#1 Flat, short, or inverted nipples
A hard nipple against the roof of the mouth frequently wakes up a tired baby’s sucking reflex and helps focus the latch (the way the baby attaches to the breast). Because this trigger is absent in some mothers, their babies may struggle to latch properly if their nipples are flat or inverted. Finding a flatter nipple may be challenging for a sleepy baby born under stressful or medicated conditions. It’s in this condition a properly fitted Lasinoh contact nipple shield can help initiate breastfeeding.
Seek professional aid
With enough skin-to-skin time and competent assistance with latching and positioning, many newborns can nurse with flat or even inverted nipples. Before using nipple shields, contact your IBCLC lactation counsellor for advice.
Avoid using shields for a few days
Preventing the mother’s milk from entering the nipple should be avoided. Soon after, the baby latches on. If the baby has a nipple shield, the mother may wait until the milk comes in before seeking aid. It isn’t, and the milk supply often diminishes over time.
#2 Premature babies
Premature babies, who may initially struggle to latch, can have feeding issues. Skin-to-skin or kangaroo care can assist these newborns’ bodies stabilise and prime their instinctual feeding behaviour so they can focus on learning to suckle. A well-fitted nipple shield may help a preemie latch and suck by providing a firm sucking trigger. Getting competent qualified help may be all you need to get breastfeeding off to a good start.
#3 Nipple Aches
An effective nipple shield can relieve pain and protect the mother’s nipples until she can seek help with the latch or her nipples recover.
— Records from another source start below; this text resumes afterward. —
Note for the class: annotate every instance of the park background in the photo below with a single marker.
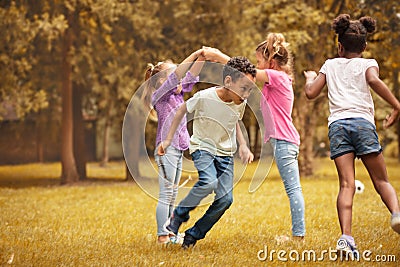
(68, 72)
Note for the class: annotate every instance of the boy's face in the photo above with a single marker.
(240, 89)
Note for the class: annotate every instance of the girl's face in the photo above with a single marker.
(262, 62)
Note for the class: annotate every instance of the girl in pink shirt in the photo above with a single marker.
(274, 69)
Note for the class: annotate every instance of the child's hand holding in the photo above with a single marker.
(391, 119)
(245, 154)
(162, 147)
(310, 75)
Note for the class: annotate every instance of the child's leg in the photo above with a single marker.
(168, 176)
(222, 201)
(207, 183)
(286, 160)
(376, 167)
(345, 168)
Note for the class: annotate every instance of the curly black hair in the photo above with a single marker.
(237, 66)
(352, 34)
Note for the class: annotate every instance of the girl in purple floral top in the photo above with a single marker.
(167, 96)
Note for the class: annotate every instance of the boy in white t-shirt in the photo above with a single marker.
(352, 131)
(217, 111)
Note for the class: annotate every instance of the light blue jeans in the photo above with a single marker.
(215, 175)
(169, 175)
(286, 154)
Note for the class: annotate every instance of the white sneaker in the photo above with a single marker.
(395, 222)
(346, 250)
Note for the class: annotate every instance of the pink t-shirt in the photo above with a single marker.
(277, 106)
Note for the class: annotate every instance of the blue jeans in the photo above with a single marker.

Shields can aid both mother and baby by preventing suckling. However, the shield should not be used as a quick cure for the original nipple injury. See Why Does Nursing Hurt? for solutions or to find a breastfeeding helper. Your baby may not obtain enough milk if he/she continues to latch on the nipple (or shield tip) rather than the breast. It is possible to breastfeed comfortably even with a sore or injured nipple.
#4 Nipple confusion
Because a nipple shield feels, smells, and tastes like a bottle teat, it can assist your baby transition back to the breast if they are used to bottle teats and are confused about latching to a breast.
#5 A tongue workout
A nipple shield can be used to train a kid who isn’t utilising his tongue properly, like a newborn who is retracting his tongue (holding it back instead of extending it to wrap around the breast). Consult your IBCLC breastfeeding consultant first; babies with high palates or tongue ties may have a sensitive gag reflex that the shield may trigger, requiring other activities or therapy.